Well, not quite yet, when the GOP frontrunner is trying to out-Bush King George, perhaps it's not as far away as we think.

29 Aug

Bloggers will eat your brains!

Jill at Femeniste responds to Michael Skube's recent paranoid delusion op-ed in the LA Times:

Take a deep breath and repeat after me: Bloggers do not want your job.

You seem to be under the impression that bloggers want to do away with the journalistic establishment, and that we want to replace it with an internet free-for-all. That may be what the right-wing, Fox-worshipping dingbats over at Instapundit or TownHall are fighting for, but for the most part, progressive bloggers don?t want to see the end of CNN or the New York Times or Newsweek. We just want you to do your job.

I think anyone who actually takes the time to explore the blogosphere earnestly knows that very few among us have journalistic aspirations.  Sure, we all do our fair share of fact-checking, some of us even taking the time to source a few stories.  But mostly, the only threat bloggers pose to journalists is in pointing out what we see as the most undesirable aspects of bias and dishonesty.  If others judge our arguments to be persuasive, why should that result in anything but an opportunity for journalists to remain true to impassioned discourse?

The work that journalists do is tough and tedious.  Besides the years of training it takes to master how to flesh out a story is bested only by tight and competitive deadlines made impossible by the endless fact-checking of minutia.  Personally, I applaud anyone dedicated enough to get the job done at all. 

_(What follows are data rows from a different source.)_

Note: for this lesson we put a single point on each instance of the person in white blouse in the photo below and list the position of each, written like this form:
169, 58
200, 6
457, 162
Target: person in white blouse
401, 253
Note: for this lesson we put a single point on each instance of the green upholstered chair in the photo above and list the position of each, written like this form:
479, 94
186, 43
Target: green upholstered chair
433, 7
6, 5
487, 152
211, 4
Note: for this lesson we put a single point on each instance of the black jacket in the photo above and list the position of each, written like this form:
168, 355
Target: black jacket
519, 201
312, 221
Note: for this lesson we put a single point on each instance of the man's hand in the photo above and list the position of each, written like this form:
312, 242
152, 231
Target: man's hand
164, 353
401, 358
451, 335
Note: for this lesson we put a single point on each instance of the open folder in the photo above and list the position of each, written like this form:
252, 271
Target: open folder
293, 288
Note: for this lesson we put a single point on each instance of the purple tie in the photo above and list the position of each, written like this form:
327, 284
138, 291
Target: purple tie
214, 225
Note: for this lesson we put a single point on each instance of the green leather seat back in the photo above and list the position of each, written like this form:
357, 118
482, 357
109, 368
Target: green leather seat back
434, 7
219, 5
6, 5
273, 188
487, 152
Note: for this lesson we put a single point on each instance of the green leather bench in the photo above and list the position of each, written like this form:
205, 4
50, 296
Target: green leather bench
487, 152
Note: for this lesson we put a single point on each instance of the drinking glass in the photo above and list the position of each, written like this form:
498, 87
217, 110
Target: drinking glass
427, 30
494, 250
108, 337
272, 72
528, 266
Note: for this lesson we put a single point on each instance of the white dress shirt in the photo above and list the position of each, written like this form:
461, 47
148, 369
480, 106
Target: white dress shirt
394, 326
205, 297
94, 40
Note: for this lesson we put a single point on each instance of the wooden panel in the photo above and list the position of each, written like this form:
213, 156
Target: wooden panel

That being said, journalism has traditionally been a unidirectional source of information.  The sheer size and distribution of the blogosphere means simply that the conversation has now become bilateral.  As consumers of their service, we have a right to demand the best possible for our money and time.  I would expect no less from the company who provides my webhosting - but that does not mean I want to take over their job!

28 Aug

They have a flag? Bloody clever!

So the Russians have taken a submersible down beneath the North Pole and, oh yes ... planted a flag! 

 So does this mean that the US owns the moon now?

28 Aug

History does not erase mistakes

McCain was out whoring for the administration again on the Sunday talk shows last week, this time in defense of its chief architect:

Senator John McCain of Arizona, a Republican presidential candidate who  followed Mr. Rove on "Face the Nation," said that history would decide whether Mr. Rove had been "good or bad for American politics," and that the assessment would depend largely on the outcome of the Iraq war.

I have to say that I'm getting a bit tired of the meme that somehow the executive and GOP's reputation in history will be intertwined with the Iraq war.  Sure, the horrible mismanagement of this conflict will haunt them throughout the foreseeable future, but the converse is simply not true.  If the American-installed Iraqi government somehow manages to stabilize over the next generation or two, it will not be because of, but in spite of the administration's role in its inception. 

If I set fire to my neighbors house and, after 20 years of homelessness while she battles her insurance company she manages to rebuild even better than before, does that mean she now owes me a favor??